Fault Detection Approach Based on Weighted Principal Component Analysis Applied to Continuous Stirred Tank Reactor
Shanmao Gu*, Yunlong Liu, Ni Zhang, De Du
Identifiers and Pagination:Year: 2015
First Page: 966
Last Page: 972
Publisher Id: TOMEJ-9-966
Article History:Received Date: 17/02/2014
Revision Received Date: 21/03/2015
Acceptance Date: 09/06/2015
Electronic publication date: 7/10/2015
Collection year: 2015
open-access license: This is an open access article distributed under the terms of the Creative Commons Attribution 4.0 International Public License (CC-BY 4.0), a copy of which is available at: (https://creativecommons.org/licenses/by/4.0/legalcode). This license permits unrestricted use, distribution, and reproduction in any medium, provided the original author and source are credited.
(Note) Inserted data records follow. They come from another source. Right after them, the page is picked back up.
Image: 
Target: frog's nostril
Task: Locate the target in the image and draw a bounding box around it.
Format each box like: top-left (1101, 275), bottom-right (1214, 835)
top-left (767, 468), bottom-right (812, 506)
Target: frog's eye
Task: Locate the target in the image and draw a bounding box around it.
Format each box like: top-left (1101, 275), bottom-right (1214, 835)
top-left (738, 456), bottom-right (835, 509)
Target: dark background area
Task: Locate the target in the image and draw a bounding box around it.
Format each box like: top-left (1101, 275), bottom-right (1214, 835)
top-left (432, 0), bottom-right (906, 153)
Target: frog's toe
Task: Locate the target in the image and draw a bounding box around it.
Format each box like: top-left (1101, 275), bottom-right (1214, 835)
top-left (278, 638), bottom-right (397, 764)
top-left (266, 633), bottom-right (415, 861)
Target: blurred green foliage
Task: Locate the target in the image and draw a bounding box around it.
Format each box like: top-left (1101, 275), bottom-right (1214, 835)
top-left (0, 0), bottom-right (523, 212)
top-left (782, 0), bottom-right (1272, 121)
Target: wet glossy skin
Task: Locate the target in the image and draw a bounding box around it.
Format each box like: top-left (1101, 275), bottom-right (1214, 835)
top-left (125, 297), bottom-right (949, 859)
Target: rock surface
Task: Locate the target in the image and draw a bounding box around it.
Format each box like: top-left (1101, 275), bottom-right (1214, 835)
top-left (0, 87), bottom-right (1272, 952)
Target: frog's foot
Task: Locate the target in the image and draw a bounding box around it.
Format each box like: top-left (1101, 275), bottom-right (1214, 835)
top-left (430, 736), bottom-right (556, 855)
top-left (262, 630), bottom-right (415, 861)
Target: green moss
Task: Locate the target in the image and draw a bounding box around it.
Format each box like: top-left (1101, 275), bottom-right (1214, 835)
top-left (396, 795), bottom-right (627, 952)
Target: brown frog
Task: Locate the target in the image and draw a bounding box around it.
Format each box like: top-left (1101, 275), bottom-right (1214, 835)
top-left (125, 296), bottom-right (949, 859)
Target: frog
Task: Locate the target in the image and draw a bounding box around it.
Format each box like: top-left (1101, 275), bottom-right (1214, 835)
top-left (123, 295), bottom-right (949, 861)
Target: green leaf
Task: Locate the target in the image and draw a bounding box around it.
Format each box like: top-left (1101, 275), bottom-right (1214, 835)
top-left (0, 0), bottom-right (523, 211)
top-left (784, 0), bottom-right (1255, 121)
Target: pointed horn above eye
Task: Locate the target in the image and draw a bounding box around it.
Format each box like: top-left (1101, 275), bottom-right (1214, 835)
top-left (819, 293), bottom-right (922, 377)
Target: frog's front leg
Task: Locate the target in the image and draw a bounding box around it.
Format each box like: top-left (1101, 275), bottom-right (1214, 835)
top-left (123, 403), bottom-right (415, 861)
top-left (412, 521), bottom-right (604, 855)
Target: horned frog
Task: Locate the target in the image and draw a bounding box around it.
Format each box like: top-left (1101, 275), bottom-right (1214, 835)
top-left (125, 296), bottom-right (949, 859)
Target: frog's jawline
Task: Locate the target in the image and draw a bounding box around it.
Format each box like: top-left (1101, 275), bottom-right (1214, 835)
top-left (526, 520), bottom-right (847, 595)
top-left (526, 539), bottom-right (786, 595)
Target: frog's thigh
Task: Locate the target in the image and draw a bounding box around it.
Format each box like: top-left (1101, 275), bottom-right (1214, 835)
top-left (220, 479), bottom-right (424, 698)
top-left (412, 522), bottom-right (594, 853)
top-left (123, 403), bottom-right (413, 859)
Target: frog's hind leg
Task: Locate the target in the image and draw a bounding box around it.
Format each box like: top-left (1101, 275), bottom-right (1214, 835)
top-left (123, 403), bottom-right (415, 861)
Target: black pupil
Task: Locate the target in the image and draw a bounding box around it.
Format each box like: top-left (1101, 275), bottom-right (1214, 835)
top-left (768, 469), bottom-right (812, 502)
Fault detection approach based on principal component analysis (PCA) may perform not well when the process is time-varying, because it can cause unfavorable influence on feature extraction. To solve this problem, a modified PCA which considering variance maximization is proposed, referred to as weighted PCA (WPCA). WPCA can obtain the slow features information of observed data in time-varying system. The monitoring statistical indices are based on WPCA model and their confidence limits are computed by kernel density estimation (KDE). A simulation example on continuous stirred tank reactor (CSTR) show that the proposed method achieves better performance from the perspective of both fault detection rate and fault detection time than conventional PCA model.